DataFlow is a pure-Python library to create iterators for efficient data loading. It is originally part of tensorpack, and now also available as a separate library.

What is DataFlow

Definition: A DataFlow instance is a idiomatic Python iterator object that has a __iter__() method which yields datapoints, and optionally a __len__() method returning the size of the DataFlow. A datapoint is a list or dict of Python objects, each of which are called the components of a datapoint.

Example: to train on MNIST dataset, you may need a DataFlow with a __iter__() method that yields datapoints (lists) of two components: a numpy array of shape (64, 28, 28), and an array of shape (64,).

DataFlow is independent of the training frameworks since it produces any python objects (usually numpy arrays). You can simply use DataFlow as a data processing pipeline and plug it into your own training code.

Load Raw Data

We do not make any assumptions about your data format. You would usually want to write the source DataFlow (MyDataFlow in the example below) for your own data format. See another tutorial for simple instructions on writing a DataFlow.

Assemble the Pipeline

There are a lot of existing DataFlow utilities in tensorpack, which you can use to assemble the source DataFlow with complex data pipeline.
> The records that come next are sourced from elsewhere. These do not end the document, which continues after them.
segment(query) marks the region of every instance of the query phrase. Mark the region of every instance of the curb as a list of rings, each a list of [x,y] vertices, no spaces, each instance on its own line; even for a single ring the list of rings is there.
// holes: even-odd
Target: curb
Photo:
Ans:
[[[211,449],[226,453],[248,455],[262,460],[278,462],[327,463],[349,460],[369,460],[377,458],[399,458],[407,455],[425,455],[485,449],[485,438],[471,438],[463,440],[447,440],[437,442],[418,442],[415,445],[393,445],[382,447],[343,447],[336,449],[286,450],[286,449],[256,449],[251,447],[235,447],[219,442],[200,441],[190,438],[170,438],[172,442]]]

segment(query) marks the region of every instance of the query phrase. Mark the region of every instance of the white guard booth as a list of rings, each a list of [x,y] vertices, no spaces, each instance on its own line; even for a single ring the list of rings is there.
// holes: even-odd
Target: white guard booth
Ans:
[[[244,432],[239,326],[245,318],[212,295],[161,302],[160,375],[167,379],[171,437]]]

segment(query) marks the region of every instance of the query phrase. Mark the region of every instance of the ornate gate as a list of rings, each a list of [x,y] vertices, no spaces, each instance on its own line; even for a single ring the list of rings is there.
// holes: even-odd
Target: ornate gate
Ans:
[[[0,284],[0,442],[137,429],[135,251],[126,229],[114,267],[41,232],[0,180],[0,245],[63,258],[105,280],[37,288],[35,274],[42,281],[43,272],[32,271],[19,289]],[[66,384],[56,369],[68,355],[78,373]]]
A common pipeline usually would read from disk (or other sources), apply transformations, group into batches, prefetch data, etc, and all run in parallel. A simple DataFlow pipeline is like the following:

# a DataFlow you implement to produce [tensor1, tensor2, ..] lists from whatever sources:
df = MyDataFlow(dir='/my/data', shuffle=True)
# apply transformation to your data
df = MapDataComponent(df, lambda t: transform(t), 0)
# group data into batches of size 128
df = BatchData(df, 128)
# start 3 processes to run the dataflow in parallel
df = MultiProcessRunnerZMQ(df, 3)

A list of built-in DataFlow to use can be found at API docs. You can also find complicated real-life DataFlow pipelines in the ImageNet training script or other tensorpack examples.

Parallelize the Pipeline

DataFlow includes carefully optimized parallel runners and parallel mappers: Multi{Thread,Process}{Runner,MapData}. Runners execute multiple clones of a dataflow in parallel. Mappers execute a mapping function in parallel on top of an existing dataflow. You can find details in the API docs under the “parallel” and “parallel_map” section.

Parallel DataFlow tutorial gives a deeper dive on how to use them to optimize your data pipeline.

Run the DataFlow

When training with tensorpack, typically it is the InputSource interface that runs the DataFlow.
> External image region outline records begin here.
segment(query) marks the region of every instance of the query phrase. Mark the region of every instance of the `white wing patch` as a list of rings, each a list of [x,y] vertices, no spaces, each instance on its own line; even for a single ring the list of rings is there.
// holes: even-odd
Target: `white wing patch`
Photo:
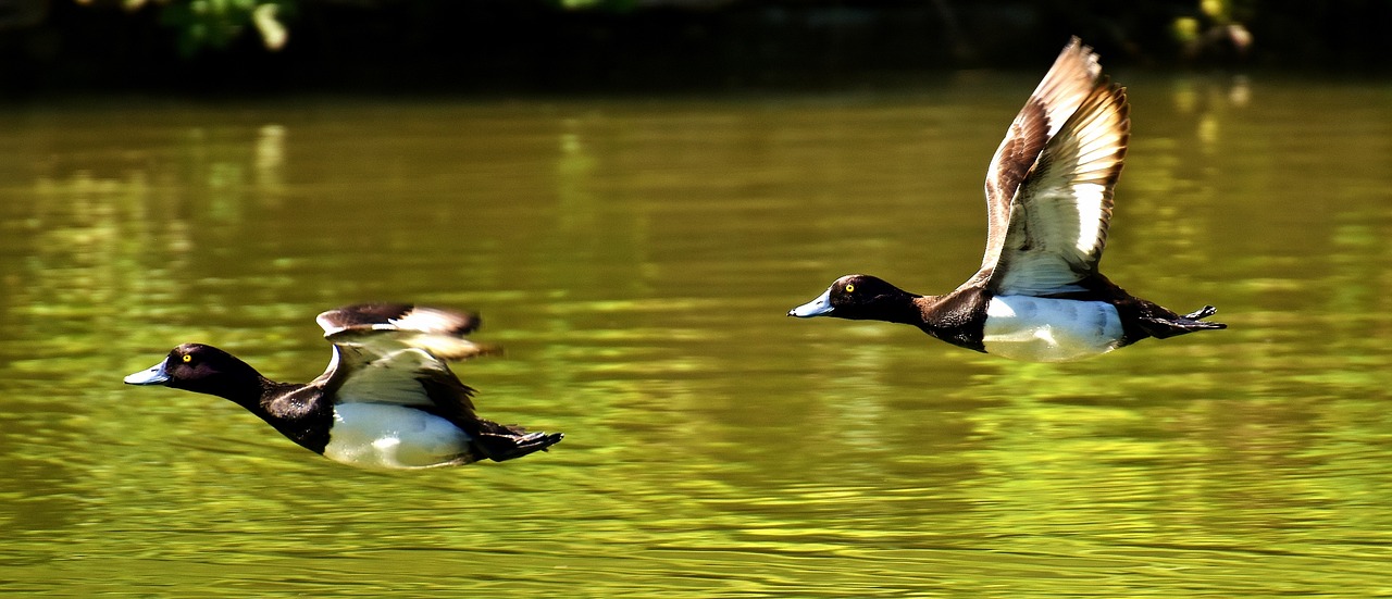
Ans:
[[[402,347],[373,357],[361,345],[334,345],[335,359],[334,364],[330,364],[330,369],[345,361],[338,359],[338,354],[344,351],[355,352],[369,359],[355,364],[345,372],[347,376],[344,376],[342,384],[337,391],[340,403],[433,404],[426,394],[426,389],[416,380],[418,373],[438,372],[441,369],[440,361],[429,352],[413,347]]]
[[[334,407],[324,457],[359,468],[430,468],[455,462],[470,437],[444,418],[390,404]]]
[[[1093,273],[1107,247],[1112,188],[1130,137],[1128,113],[1125,91],[1098,81],[1048,141],[1011,201],[992,291],[1080,290],[1076,283]]]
When using DataFlow alone without tensorpack, you need to call reset_state() first to initialize it, and then use the generator however you like:

df = SomeDataFlow()

df.reset_state()
for dp in df:
    # dp is now a list/dict. do whatever with it

Why DataFlow?

It’s easy and fast. For more discussions, see Why DataFlow? Nevertheless, using DataFlow is not required in tensorpack. Tensorpack supports data loading with native TF operators / TF datasets as well.